Tarikat dolandırıcılığı dünyanın her yerinde uygulanan başka bir tür dolandırıcılık. Aşkı, Allah’ı, parayı ya da mutluluğu bulmak için yüzyıllardır insanlar inanç sistemine göre bu tarz “kült liderlere” kendilerini teslim etmeyi seçebiliyorlar. Jeff ve Shaleia için ise dijital ürün dolandırıcılığından tarikat dolandırıcılığına geçişleri belli ki insanlar üzerindeki kontrollerinin artması ile doğru orantılı.

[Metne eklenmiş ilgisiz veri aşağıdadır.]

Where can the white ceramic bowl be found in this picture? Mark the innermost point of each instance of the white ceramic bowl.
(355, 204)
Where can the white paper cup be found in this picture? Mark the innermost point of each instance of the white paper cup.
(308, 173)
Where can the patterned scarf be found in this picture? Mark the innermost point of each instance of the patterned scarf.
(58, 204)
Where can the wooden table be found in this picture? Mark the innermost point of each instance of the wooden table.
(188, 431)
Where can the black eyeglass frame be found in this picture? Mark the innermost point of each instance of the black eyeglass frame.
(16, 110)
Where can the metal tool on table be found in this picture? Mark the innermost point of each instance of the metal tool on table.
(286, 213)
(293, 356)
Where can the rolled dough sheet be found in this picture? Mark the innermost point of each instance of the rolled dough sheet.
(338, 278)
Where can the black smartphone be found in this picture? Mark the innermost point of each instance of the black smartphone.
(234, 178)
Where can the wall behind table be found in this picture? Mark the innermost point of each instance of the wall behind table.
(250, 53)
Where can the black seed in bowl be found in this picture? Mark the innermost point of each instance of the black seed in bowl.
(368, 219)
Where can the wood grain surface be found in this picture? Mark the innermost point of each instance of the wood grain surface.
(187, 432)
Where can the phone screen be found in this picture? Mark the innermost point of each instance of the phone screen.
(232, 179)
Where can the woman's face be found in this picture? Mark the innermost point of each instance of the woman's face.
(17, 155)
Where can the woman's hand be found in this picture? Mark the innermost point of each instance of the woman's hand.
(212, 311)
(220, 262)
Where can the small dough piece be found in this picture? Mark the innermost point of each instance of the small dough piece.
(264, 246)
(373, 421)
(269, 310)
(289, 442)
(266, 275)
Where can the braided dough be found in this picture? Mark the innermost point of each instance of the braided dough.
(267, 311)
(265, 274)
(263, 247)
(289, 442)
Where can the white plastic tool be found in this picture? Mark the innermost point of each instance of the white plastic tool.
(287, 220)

Öyle ki, kendi uydurdukları “divine feminity – divine masculenitiy” gibi kavramlarla insanları istemedikleri son derece belli olan cinsiyet kimliklerine zorluyorlar. Daha açıkça şöyle ifade edeyim: “Sen kendini kadın gibi hissediyor olabilirsin, ama ben biliyorum sen erkeksin, o zaman saçını kesip masculen tavırlar sergilemelisin diye insanları duygusal olarak manipüle etmeye çalışıyorlar” . Tüm tarikatlarda olduğu gibi kimileri buna inanıyor, kimileri olaydaki yanlışlıkları anlıyor.
Jeff ve Shaleia’nın öyküsünde görebilenler için nice dersler olduğu net. Bu nedenle sizi Netflix ve Amazon Prime da ayrı ayrı yayınlanan belgesellerini izlemeye davet ediyoruz.